RAID 6, With or Without Hot Spare

Storage & Archiving

RAID 6, With or Without Hot Spare

Posted by Kevin Patrick on January 5, 2014 at 2:50 pm

Being paranoid (inexperienced and uneducated), I plan on setting up my Pegasus2 R8 as RAID 6.

My question is whether or not I should also designate a hot spare drive in the array.

If I have to make this decision on my own (meaning me and the internet), I’d say yes. Designate a hot spare.

That would be the safe way to go.

Right?

Chris Murphy replied 12 years, 4 months ago 4 Members · 20 Replies
20 Replies

Alex Gerulaitis
January 5, 2014 at 9:52 pm

Not necessarily. Having a cold spare on a shelf is more efficient if you don’t run your array 24/7 and assuming you’ll know immediately that a drive failed.

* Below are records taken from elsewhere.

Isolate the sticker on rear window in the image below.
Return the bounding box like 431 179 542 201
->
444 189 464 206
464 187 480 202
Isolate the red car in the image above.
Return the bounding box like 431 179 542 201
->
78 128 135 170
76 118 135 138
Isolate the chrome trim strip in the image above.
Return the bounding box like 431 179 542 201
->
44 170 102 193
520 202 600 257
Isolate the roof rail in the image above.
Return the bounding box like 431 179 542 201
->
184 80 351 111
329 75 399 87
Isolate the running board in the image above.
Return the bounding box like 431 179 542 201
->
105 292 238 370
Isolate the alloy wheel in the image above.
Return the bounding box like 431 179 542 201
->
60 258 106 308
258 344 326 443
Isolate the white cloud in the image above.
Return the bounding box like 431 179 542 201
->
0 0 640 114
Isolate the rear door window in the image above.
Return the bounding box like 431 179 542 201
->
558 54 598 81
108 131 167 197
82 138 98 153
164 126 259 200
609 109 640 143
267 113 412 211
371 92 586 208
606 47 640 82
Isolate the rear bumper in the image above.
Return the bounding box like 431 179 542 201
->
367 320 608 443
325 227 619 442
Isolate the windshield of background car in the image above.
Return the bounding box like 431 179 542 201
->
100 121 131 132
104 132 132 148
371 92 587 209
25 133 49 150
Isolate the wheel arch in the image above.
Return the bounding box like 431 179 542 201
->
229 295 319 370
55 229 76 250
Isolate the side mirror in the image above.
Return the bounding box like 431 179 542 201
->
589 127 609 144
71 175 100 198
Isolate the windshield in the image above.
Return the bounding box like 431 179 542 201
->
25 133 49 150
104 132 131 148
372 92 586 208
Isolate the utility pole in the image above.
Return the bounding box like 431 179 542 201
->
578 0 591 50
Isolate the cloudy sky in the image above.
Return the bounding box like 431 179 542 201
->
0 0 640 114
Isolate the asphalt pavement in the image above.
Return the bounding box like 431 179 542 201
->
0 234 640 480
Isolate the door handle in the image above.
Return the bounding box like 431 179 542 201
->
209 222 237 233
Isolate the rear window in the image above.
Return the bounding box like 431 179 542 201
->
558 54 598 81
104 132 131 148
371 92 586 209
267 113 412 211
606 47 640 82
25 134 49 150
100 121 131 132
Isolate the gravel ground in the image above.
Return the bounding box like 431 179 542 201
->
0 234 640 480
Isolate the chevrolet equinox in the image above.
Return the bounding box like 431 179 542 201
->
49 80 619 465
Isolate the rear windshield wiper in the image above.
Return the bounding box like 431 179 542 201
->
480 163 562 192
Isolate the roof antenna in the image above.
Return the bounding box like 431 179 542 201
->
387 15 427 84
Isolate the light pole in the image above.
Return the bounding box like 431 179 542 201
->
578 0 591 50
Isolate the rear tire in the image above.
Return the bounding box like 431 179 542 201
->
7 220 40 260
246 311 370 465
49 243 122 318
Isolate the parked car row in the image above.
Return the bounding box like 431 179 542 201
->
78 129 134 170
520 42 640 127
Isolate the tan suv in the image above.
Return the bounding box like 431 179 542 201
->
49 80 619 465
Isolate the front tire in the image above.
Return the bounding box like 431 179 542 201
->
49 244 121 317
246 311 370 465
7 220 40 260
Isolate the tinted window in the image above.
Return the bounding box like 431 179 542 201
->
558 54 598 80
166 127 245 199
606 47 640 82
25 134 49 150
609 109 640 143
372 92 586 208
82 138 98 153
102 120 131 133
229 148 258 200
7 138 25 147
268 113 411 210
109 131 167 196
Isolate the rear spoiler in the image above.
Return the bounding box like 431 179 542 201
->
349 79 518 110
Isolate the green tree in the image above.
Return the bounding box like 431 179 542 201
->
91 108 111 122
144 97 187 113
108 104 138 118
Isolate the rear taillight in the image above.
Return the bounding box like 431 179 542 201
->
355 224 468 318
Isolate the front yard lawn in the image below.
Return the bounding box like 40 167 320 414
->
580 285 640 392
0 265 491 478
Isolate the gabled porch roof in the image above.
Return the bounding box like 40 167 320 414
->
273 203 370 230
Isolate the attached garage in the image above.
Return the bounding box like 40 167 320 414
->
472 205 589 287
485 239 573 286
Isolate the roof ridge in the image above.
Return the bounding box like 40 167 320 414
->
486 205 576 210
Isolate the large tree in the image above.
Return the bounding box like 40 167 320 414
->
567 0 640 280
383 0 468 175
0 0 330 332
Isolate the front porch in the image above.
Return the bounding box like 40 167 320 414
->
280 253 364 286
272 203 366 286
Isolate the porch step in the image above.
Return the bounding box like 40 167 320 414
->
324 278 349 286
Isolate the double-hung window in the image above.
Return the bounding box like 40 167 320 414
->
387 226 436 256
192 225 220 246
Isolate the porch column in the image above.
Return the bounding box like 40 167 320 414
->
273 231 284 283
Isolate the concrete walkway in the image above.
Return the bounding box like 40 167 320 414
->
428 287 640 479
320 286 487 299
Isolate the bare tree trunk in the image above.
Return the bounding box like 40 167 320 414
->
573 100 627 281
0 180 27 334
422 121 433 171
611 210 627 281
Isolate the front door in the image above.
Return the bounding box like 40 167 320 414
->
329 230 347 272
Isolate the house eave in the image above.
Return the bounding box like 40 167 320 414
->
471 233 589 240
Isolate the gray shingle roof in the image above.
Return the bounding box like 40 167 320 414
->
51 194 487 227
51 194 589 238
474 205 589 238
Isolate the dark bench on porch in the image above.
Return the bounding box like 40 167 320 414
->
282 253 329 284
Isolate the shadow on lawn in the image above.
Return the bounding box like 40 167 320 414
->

Hot spare means that (a) it’s just sitting there doing nothing until a drive fails, (b) your capacity, efficiency are down by 1/8th, something to consider given that RAID6 already takes away 2/8th of the capacity, (c) auto-rebuild that may bring performance down quite a bit, possibly for more than a day.

I.e. hot spares make more sense on larger arrays with RAID6.

My personal preference in the event a drive is marked as failed on smaller arrays (less than 16 spindles) is to check that the drive indeed failed rather than just “marked as failed” because of a timeout. Quite often the drive is actually healthy, just hiccupped, and can be marked as “online” w/o side effects. (A rebuild may still be necessary.)

I also prefer to start and monitor a rebuild manually on smaller arrays with non-24/7 duty. Auto-rebuild in the middle of a project may not be a good idea.

If it’s uptime and data protection you’re looking for: RAID6 with a cold spare or two sitting on a shelf, and backups.

— Alex Gerulaitis | Systems Engineer | DV411 – Los Angeles, CA
Chris Murphy
January 6, 2014 at 5:34 am

What’s this for? Video production work or as a backup? What drives?

The raid6 RMW penalty is significantly worse than raid5, plus the hot spare means you’re at best 5x read speeds, which depending on the drives will vary alot unless they are short stroked. Once even one disk has failed, the degraded mode performance I’m very skeptical will supply what you need to actively use the array while the rebuild is occurring. ISo I’m not sure what the extra drive redundancy gets you. In any case there should be sufficient regular backups that you shouldn’t need to depend on raid6. If you’re going to forego regular backups and think raid6 bridge that gap, I think that’s a mistake.

As for hot spare, forget it. It costs you both performance and capacity and isn’t worth it. Before raid6 I’d consider raid10. Before raid6+hotspare I’d consider raid15. But before all of that, make sure you’re doing regular scrubs on the array, use drives that have proper error timeouts so their errors are actually corrected during scrubs, have one or two same model drives on hand and properly replace them when the time comes. If you don’t do those things you can still get bit in the ass with raid6 and a hot spare. And if you don’t need the extra capacity this layout implies, get an R6.
Alex Gerulaitis
January 6, 2014 at 6:16 am

[Chris Murphy] “plus the hot spare means you’re at best 5x read speeds”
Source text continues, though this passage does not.